MIR-Bench: Can Your LLM Recognize Complicated Patterns via Many-Shot In-Context Reasoning?
Kai Yan, Zhan Ling, Kang Liu, Yifan Yang, Ting-Han Fan, Lingfeng Shen, Zhengyin Du, Jiecao Chen
TL;DR
MIR-Bench introduces a large-scale, many-shot in-context reasoning benchmark for pattern recognition, leveraging an automatic data-generation pipeline to create MIR-Extended and MIR-Core datasets that stress long-context inductive/transductive reasoning. Systematic experiments across 15 LLMs reveal substantial saturation in many-shot gains, with transductive reasoning often outperforming inductive approaches and retrieval-based fixes providing limited benefit. The work uncovers robust behavior to erroneous examples and mixed results for coding-based and meta-shot interventions, offering concrete insights for designing future long-context reasoning benchmarks and guiding the development of generalist AI agents. Overall, MIR-Bench highlights core challenges in scaling in-context pattern recognition beyond classification, motivating further research into structured reasoning, memory, and data-efficient long-context inference.
Abstract
The ability to recognize patterns from examples and apply them to new ones is a primal ability for general intelligence, and is widely studied by psychology and AI researchers. Many benchmarks have been proposed to measure such ability for Large Language Models (LLMs); however, they focus on few-shot (usually <10) setting and lack evaluation for aggregating many pieces of information from long contexts. On the other hand, the ever-growing context length of LLMs have brought forth the novel paradigm of many-shot In-Context Learning (ICL), which addresses new tasks with hundreds to thousands of examples without expensive and inefficient fine-tuning. However, many-shot evaluations often focus on classification, and popular long-context LLM tasks such as Needle-In-A-Haystack (NIAH) seldom require complicated intelligence for integrating many pieces of information.
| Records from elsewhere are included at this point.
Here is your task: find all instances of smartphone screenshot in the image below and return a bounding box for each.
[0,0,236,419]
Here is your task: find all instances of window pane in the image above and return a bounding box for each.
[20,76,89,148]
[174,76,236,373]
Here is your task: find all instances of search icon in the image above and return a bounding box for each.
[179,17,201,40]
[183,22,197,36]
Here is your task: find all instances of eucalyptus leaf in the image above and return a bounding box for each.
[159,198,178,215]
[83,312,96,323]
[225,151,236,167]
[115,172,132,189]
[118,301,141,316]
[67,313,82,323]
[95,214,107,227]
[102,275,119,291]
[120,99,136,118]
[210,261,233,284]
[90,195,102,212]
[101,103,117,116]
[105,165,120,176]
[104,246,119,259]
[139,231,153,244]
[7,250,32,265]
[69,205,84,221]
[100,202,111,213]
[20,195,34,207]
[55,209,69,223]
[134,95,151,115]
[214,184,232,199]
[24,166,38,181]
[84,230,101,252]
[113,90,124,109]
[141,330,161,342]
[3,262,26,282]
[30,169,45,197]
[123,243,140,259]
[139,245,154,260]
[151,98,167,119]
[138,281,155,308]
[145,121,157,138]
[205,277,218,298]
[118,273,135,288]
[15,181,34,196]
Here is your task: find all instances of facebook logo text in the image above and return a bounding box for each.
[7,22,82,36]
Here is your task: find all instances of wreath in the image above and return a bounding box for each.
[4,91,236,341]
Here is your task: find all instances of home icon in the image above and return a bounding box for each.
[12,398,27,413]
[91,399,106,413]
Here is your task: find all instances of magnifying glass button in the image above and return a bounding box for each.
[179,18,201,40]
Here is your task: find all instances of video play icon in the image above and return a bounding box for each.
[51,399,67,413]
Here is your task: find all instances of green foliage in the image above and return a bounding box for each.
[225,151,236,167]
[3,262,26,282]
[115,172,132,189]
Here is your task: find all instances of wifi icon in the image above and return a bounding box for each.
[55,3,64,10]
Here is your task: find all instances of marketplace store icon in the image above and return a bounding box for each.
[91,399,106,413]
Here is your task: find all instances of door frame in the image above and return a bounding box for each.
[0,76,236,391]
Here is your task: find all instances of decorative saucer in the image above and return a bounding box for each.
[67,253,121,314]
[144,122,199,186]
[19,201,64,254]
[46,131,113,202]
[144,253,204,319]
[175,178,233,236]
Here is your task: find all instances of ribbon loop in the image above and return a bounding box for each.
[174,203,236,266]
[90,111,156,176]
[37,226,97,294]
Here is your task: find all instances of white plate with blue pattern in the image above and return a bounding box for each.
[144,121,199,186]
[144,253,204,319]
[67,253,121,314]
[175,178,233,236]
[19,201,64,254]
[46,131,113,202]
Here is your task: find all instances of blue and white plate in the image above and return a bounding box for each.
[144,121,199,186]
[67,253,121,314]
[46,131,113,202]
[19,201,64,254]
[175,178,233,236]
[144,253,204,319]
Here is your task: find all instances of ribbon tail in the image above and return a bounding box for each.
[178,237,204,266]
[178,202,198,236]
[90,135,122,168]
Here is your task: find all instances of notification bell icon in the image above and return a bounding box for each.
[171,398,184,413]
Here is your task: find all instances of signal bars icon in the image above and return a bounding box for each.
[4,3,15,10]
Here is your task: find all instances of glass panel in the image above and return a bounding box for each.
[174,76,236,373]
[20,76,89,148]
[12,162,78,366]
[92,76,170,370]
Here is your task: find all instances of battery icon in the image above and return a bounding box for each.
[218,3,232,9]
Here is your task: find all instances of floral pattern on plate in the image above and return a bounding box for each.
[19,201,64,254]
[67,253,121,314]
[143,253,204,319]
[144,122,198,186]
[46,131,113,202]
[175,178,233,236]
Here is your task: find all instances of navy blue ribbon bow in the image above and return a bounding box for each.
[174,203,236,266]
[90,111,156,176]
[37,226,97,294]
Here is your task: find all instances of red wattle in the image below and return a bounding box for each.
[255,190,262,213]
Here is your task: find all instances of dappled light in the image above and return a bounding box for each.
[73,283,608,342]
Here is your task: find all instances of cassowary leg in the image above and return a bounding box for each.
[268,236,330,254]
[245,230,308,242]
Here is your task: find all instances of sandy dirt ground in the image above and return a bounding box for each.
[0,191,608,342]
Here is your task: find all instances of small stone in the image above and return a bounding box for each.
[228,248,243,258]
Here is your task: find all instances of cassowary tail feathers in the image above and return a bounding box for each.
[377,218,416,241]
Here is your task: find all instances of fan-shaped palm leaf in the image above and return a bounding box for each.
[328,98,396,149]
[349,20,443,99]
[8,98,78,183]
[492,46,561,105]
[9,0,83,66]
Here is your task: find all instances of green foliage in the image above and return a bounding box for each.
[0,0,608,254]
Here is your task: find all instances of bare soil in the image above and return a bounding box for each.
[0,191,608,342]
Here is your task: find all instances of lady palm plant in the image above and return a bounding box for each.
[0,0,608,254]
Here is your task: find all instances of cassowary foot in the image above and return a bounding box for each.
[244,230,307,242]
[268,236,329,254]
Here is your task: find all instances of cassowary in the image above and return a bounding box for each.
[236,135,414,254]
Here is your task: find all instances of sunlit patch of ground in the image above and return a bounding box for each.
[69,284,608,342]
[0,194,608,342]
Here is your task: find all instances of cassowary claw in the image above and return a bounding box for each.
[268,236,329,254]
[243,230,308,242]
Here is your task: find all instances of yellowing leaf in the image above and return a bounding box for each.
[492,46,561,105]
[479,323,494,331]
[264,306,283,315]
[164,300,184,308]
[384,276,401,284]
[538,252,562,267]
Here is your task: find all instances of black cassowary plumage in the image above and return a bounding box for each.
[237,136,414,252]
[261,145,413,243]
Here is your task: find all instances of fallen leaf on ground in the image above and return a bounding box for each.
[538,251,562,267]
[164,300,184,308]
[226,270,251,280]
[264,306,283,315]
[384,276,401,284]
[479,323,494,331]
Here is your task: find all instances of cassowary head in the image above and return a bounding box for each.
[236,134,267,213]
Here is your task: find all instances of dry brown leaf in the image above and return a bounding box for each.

To fix the issues from both worlds, we propose MIR-Bench, the first many-shot in-context reasoning benchmark for pattern recognition that asks LLM to predict output via input-output examples from underlying functions with diverse data format. Based on MIR-Bench, we study many novel problems for many-shot in-context reasoning, and acquired many insightful findings including scaling effect, robustness, inductive vs. transductive reasoning, retrieval Augmented Generation (RAG), coding for inductive reasoning, cross-domain generalizability, etc.